High-Level Codewords Based on Granger Causality for Video Event Detection

1School of Information Science and Engineering, Central South University, Changsha 410083, China
2School of Computer and Information Engineering, Hunan University of Commerce, Changsha 410205, China

Received 18 January 2015; Revised 19 May 2015; Accepted 7 June 2015

Academic Editor: Luigi Atzori

Copyright © 2015 Shao-nian Huang et al. This is an open access article distributed under the Creative Commons Attribution License, which permits unrestricted use, distribution, and reproduction in any medium, provided the original work is properly cited.

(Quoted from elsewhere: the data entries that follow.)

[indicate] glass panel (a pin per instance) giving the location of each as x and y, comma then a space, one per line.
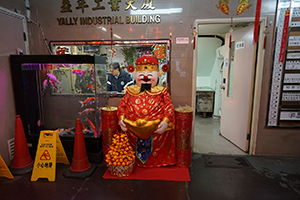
123, 52
56, 94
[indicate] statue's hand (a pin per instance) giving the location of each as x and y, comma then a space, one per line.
162, 127
123, 126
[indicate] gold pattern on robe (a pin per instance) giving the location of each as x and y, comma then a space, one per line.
145, 112
143, 129
135, 90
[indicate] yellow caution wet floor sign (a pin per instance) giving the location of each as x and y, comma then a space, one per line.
4, 171
49, 152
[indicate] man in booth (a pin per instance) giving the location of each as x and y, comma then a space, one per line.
117, 79
146, 114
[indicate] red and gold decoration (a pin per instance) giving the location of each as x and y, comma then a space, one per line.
130, 68
223, 6
159, 51
284, 36
183, 130
244, 4
147, 63
120, 158
109, 126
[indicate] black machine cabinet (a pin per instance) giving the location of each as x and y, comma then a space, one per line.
49, 94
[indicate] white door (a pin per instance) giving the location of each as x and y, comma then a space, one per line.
237, 93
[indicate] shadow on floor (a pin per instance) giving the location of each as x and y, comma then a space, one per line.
266, 178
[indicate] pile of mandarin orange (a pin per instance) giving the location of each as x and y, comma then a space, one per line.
120, 152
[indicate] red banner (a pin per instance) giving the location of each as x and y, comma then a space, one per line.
109, 127
257, 19
284, 36
183, 130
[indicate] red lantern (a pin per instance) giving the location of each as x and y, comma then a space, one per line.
130, 68
165, 68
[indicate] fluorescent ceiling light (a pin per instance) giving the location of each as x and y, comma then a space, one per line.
117, 36
156, 11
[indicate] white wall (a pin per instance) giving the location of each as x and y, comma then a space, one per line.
207, 61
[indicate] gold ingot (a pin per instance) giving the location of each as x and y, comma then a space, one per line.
142, 128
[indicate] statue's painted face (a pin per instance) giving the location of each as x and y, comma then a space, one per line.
146, 77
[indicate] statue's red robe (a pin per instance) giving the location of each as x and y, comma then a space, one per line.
151, 105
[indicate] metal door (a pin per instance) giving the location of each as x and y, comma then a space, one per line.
238, 77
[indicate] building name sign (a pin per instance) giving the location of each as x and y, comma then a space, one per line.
66, 7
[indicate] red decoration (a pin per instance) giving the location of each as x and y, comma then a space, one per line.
223, 6
130, 68
165, 68
183, 129
244, 4
284, 36
60, 50
109, 127
146, 60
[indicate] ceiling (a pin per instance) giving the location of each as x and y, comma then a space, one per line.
219, 29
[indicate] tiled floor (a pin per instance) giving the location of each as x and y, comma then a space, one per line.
207, 139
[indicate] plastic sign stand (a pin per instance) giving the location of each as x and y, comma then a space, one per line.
61, 156
4, 171
46, 156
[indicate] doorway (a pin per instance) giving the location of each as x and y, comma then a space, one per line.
209, 135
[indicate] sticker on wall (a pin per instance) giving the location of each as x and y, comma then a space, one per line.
240, 45
287, 115
244, 4
223, 6
226, 62
182, 40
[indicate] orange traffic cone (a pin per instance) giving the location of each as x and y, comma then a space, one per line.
22, 162
81, 167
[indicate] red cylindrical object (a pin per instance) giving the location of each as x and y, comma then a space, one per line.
183, 129
109, 127
80, 160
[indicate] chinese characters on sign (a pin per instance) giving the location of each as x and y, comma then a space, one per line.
115, 6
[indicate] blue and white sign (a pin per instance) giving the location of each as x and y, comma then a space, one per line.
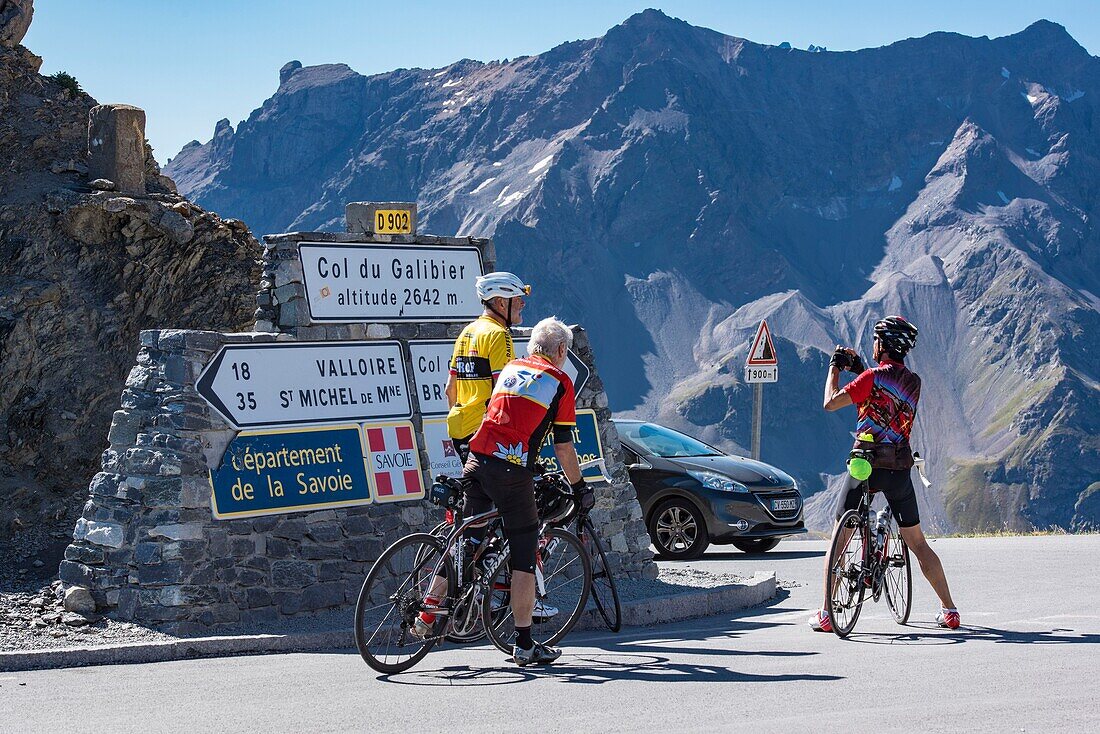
290, 470
585, 440
307, 383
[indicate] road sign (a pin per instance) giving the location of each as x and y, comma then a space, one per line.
355, 283
306, 383
766, 373
266, 472
585, 440
394, 461
762, 351
760, 367
431, 360
442, 458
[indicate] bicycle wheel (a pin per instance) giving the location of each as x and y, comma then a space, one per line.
604, 592
391, 599
559, 599
846, 579
899, 579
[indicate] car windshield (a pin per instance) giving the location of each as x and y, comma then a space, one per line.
663, 441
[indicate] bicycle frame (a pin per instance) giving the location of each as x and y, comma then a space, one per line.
454, 550
875, 552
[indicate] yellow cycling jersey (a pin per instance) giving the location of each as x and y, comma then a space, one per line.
481, 351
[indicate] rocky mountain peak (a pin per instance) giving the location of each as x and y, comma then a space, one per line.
95, 245
288, 70
1044, 34
671, 186
14, 21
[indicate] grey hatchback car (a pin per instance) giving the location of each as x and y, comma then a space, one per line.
692, 494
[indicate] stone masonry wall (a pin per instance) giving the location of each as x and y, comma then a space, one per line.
147, 545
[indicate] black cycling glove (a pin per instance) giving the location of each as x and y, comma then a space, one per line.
845, 359
585, 497
842, 359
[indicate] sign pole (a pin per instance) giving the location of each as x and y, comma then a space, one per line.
761, 367
757, 417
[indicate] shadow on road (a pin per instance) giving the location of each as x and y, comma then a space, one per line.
777, 555
597, 668
936, 635
638, 655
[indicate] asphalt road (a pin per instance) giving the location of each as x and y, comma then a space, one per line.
1025, 660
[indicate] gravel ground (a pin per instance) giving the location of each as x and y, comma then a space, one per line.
35, 620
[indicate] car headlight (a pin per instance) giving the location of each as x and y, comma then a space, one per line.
715, 481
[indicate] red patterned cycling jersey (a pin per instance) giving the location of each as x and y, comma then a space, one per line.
887, 398
530, 394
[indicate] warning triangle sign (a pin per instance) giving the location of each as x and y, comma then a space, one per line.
762, 351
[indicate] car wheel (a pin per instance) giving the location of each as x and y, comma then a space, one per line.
756, 545
678, 529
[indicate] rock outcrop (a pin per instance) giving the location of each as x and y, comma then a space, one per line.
670, 186
14, 21
85, 267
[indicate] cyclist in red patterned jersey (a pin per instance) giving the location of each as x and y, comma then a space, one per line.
532, 396
886, 397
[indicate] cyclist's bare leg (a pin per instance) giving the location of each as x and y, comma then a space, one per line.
930, 563
523, 598
845, 537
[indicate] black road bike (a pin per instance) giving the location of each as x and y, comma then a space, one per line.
472, 588
604, 592
868, 557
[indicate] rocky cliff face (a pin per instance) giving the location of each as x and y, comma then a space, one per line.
669, 186
83, 271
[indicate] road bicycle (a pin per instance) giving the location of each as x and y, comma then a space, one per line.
477, 588
867, 556
604, 592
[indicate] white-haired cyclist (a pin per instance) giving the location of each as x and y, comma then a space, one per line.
480, 353
531, 397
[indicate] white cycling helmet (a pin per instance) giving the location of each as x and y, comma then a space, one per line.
505, 285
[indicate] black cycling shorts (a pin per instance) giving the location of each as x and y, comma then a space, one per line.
462, 448
897, 484
512, 489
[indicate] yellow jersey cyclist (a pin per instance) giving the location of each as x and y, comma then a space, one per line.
886, 396
481, 351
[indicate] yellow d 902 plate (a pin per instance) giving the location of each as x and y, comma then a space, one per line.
393, 221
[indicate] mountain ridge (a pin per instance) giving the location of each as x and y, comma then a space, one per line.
666, 178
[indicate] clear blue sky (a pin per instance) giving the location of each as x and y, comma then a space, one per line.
189, 63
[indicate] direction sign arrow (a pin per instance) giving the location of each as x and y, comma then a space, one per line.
305, 383
762, 351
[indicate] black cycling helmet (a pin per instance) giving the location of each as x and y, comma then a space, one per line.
895, 335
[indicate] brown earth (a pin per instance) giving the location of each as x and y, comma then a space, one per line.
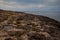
23, 26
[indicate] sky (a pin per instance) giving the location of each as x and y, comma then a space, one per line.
30, 5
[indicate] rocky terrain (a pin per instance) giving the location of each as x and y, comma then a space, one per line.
23, 26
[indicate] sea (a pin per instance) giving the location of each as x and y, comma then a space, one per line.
53, 15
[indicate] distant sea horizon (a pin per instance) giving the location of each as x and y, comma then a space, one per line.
53, 15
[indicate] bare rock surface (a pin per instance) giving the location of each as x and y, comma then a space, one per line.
22, 26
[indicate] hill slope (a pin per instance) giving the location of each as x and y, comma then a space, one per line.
22, 26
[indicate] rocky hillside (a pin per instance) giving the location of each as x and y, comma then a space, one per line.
23, 26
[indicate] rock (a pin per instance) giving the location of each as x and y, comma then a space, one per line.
23, 26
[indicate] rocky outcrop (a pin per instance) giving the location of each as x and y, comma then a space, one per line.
22, 26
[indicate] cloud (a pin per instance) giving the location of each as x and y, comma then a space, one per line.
40, 5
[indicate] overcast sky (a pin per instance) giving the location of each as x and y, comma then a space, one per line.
30, 5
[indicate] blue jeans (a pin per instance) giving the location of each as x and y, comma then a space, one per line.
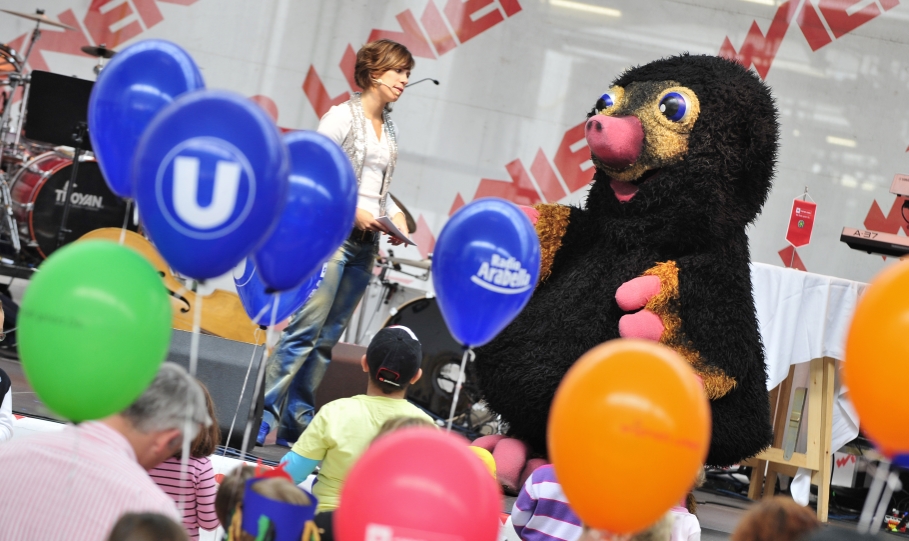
298, 363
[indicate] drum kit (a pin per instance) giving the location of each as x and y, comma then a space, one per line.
51, 188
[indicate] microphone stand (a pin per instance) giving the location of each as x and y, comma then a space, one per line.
79, 135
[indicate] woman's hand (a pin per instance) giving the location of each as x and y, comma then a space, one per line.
365, 221
401, 223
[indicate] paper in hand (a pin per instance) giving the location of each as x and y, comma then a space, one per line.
394, 231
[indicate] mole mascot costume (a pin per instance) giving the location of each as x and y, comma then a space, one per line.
684, 150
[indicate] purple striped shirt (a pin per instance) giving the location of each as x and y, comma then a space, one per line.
195, 495
73, 484
541, 512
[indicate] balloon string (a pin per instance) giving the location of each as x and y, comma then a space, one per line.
194, 342
129, 203
260, 377
454, 401
184, 463
893, 483
874, 492
252, 359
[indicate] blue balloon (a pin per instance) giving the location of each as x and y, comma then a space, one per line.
259, 302
484, 269
210, 181
136, 84
319, 213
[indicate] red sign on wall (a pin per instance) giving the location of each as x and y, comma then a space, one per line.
801, 222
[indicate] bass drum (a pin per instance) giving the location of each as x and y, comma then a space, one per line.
38, 191
441, 365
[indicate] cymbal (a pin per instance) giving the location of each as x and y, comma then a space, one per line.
425, 264
40, 17
100, 51
411, 225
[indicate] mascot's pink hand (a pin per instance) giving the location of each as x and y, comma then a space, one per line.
644, 324
531, 213
635, 293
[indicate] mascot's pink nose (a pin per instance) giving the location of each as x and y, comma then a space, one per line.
615, 140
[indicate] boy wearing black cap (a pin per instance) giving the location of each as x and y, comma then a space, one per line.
343, 428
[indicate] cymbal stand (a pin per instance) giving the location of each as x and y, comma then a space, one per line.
17, 79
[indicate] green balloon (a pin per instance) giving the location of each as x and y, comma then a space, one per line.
94, 327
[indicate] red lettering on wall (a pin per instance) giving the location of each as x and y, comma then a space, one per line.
99, 24
840, 22
318, 96
459, 15
569, 163
760, 50
67, 41
520, 190
412, 36
812, 28
546, 178
891, 223
435, 27
149, 12
348, 63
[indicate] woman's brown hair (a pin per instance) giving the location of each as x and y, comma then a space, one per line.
378, 57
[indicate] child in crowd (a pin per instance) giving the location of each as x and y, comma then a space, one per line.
230, 493
686, 527
6, 407
146, 527
541, 512
344, 428
194, 494
776, 519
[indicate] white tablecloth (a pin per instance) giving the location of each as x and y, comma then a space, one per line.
804, 316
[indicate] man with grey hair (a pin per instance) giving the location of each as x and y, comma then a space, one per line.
76, 483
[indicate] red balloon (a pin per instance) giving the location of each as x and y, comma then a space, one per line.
419, 483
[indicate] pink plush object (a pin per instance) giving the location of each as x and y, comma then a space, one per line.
615, 140
487, 442
532, 464
531, 213
644, 324
635, 293
511, 456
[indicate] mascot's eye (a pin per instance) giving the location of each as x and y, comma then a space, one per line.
606, 100
673, 106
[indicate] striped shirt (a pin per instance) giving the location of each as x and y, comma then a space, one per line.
541, 512
73, 484
196, 492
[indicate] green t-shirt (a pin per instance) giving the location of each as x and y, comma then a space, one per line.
340, 433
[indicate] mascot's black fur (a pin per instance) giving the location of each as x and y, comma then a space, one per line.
697, 185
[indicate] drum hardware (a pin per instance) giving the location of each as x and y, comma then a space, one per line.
39, 17
102, 52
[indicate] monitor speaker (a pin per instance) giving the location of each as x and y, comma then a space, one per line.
222, 367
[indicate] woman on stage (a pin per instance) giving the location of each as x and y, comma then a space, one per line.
362, 127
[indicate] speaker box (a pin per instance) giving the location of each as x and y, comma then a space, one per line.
222, 366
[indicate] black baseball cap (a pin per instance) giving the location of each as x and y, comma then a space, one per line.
394, 356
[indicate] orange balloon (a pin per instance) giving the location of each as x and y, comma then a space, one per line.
877, 355
629, 430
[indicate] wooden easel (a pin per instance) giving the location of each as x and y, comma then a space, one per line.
817, 456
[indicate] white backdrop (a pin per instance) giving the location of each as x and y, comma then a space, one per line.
521, 74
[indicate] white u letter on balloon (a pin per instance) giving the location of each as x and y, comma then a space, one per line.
186, 191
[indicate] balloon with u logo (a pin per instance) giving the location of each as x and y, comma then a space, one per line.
485, 268
134, 86
210, 181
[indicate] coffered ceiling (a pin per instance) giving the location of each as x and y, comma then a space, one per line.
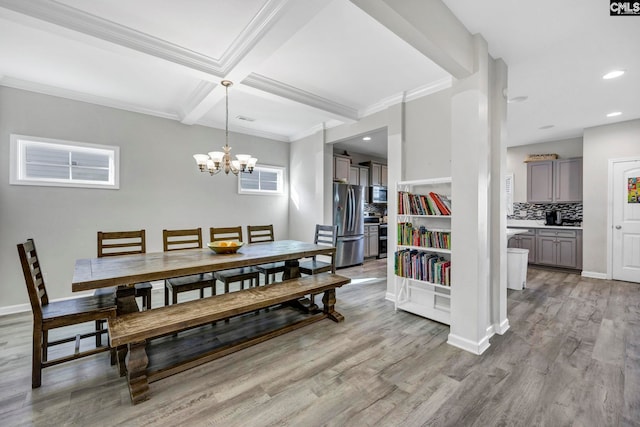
300, 65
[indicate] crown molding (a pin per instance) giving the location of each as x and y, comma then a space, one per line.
75, 19
428, 89
407, 96
82, 97
283, 90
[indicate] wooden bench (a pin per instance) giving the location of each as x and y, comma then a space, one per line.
131, 332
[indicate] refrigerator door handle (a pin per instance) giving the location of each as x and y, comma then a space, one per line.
350, 238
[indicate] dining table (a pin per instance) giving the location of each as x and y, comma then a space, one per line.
124, 271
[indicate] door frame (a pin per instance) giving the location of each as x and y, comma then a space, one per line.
612, 162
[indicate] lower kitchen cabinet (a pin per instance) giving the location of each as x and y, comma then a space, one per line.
559, 248
525, 241
552, 247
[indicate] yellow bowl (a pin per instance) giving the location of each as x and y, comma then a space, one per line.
225, 247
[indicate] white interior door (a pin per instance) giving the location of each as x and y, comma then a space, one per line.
626, 221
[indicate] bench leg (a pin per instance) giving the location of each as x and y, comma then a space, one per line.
329, 301
137, 374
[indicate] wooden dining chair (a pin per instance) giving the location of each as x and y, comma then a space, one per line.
115, 243
185, 239
264, 233
50, 315
217, 234
325, 235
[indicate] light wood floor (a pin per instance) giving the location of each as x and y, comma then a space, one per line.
571, 357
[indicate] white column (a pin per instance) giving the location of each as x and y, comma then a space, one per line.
470, 166
499, 321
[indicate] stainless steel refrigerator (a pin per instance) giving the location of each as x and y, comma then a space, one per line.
348, 215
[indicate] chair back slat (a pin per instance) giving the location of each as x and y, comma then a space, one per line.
174, 240
114, 243
217, 234
260, 233
33, 278
326, 235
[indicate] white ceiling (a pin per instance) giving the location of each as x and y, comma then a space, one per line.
301, 65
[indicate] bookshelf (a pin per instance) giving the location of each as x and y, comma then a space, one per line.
422, 256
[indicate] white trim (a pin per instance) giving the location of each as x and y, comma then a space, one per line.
389, 296
594, 275
286, 91
468, 345
609, 273
503, 327
18, 144
281, 182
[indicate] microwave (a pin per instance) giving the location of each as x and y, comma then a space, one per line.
378, 194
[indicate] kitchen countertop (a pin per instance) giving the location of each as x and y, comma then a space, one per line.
535, 223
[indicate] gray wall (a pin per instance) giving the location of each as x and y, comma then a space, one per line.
307, 189
427, 132
602, 143
565, 149
160, 186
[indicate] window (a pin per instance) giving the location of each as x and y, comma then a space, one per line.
51, 162
263, 180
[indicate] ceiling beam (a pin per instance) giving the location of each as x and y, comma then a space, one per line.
430, 27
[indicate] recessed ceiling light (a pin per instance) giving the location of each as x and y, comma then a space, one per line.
517, 99
613, 74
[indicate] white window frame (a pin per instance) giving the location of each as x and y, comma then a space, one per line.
18, 164
280, 191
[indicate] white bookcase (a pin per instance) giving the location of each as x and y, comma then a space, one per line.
422, 297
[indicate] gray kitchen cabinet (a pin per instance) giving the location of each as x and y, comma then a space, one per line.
567, 180
354, 175
363, 172
540, 182
341, 168
559, 248
525, 241
378, 173
359, 175
554, 181
370, 240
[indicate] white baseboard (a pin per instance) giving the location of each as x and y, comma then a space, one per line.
502, 327
594, 275
468, 345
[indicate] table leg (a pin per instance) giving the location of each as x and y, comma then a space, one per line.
125, 303
329, 301
137, 362
291, 269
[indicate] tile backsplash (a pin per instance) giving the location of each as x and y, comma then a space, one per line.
537, 210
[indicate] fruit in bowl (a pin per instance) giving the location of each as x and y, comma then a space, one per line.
225, 246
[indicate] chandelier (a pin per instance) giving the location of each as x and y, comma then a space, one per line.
217, 161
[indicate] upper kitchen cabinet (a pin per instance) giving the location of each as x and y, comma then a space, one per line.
554, 181
378, 173
359, 175
341, 168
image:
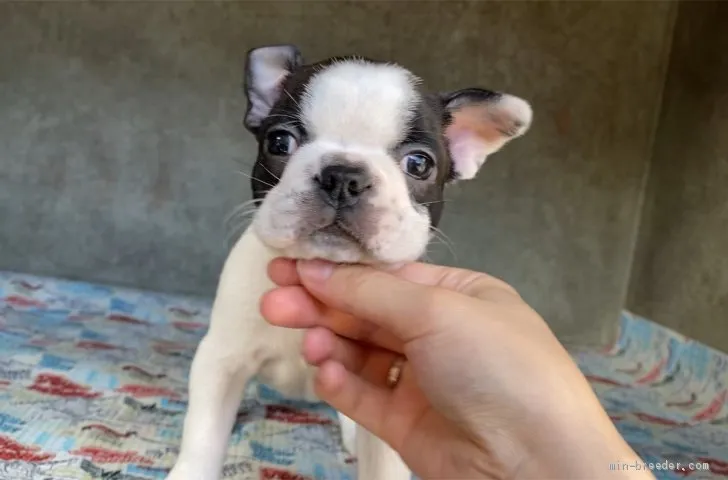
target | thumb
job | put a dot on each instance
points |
(398, 305)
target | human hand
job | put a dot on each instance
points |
(487, 390)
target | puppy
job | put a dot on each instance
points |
(352, 162)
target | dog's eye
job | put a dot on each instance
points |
(418, 165)
(281, 143)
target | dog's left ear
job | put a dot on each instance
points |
(480, 122)
(265, 70)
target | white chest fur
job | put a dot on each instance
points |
(239, 345)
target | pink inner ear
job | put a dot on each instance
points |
(467, 149)
(473, 135)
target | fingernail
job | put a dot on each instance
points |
(315, 269)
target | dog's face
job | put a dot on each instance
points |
(354, 157)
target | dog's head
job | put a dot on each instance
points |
(354, 156)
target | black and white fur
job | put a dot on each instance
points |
(353, 159)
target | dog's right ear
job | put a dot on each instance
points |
(265, 70)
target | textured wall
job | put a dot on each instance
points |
(680, 266)
(120, 130)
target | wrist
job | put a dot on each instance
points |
(579, 444)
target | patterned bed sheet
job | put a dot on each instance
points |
(93, 385)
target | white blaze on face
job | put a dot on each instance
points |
(358, 111)
(359, 104)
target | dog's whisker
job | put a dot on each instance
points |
(440, 235)
(433, 202)
(256, 179)
(271, 173)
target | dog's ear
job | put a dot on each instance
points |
(480, 122)
(265, 70)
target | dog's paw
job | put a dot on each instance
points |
(183, 471)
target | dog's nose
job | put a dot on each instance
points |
(343, 185)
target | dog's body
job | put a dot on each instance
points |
(352, 164)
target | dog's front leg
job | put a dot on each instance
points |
(217, 382)
(376, 460)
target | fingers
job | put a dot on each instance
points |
(359, 400)
(405, 308)
(294, 307)
(468, 282)
(370, 363)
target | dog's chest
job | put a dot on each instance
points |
(284, 368)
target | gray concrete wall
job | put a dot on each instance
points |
(120, 134)
(680, 275)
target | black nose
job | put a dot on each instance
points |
(343, 185)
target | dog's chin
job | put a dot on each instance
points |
(334, 243)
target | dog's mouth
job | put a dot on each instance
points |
(339, 231)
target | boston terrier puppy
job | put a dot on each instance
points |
(352, 162)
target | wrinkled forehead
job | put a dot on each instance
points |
(355, 102)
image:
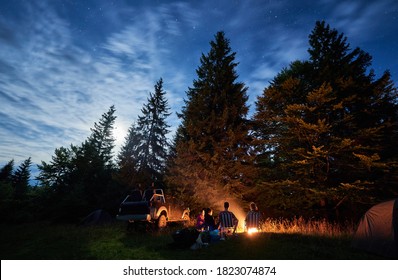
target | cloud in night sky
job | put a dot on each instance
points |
(64, 63)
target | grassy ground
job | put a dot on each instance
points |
(65, 242)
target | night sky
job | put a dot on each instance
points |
(64, 63)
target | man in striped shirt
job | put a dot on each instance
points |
(253, 218)
(227, 220)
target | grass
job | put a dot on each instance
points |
(281, 240)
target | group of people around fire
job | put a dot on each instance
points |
(227, 223)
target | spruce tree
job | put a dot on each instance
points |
(326, 125)
(20, 179)
(211, 152)
(145, 151)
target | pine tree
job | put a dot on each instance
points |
(6, 172)
(127, 160)
(146, 148)
(212, 145)
(20, 179)
(326, 125)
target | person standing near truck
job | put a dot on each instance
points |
(227, 221)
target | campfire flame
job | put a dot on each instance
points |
(252, 230)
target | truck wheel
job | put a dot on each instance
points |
(162, 222)
(186, 219)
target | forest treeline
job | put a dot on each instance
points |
(322, 138)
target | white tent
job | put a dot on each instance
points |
(378, 230)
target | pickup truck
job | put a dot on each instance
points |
(152, 208)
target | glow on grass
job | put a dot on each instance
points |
(251, 231)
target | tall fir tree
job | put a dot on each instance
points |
(6, 189)
(211, 149)
(146, 147)
(326, 126)
(79, 179)
(127, 175)
(20, 179)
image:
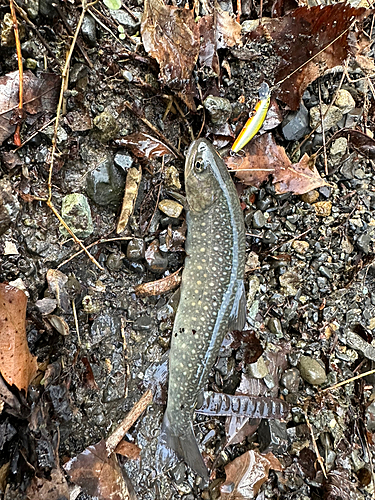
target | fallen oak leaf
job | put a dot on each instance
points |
(263, 157)
(171, 35)
(17, 365)
(246, 474)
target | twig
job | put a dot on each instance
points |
(155, 130)
(122, 238)
(128, 421)
(348, 381)
(318, 455)
(17, 136)
(76, 320)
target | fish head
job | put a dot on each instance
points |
(201, 175)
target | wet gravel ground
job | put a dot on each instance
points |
(309, 282)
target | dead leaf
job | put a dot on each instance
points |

Video event detection is a challenging problem in many applications, such as video surveillance and video content analysis. In this paper, we propose a new framework to perceive high-level codewords by analyzing temporal relationship between different channels of video features. The low-level vocabulary words are firstly generated after different audio and visual feature extraction. A weighted undirected graph is constructed by exploring the Granger Causality between low-level words. Then, a greedy agglomerative graph-partitioning method is used to discover low-level word groups which have similar temporal pattern. The high-level codebooks representation is obtained by quantification of low-level words groups. Finally, multiple kernel learning, combined with our high-level codewords, is used to detect the video event. Extensive experimental results show that the proposed method achieves preferable results in video event detection.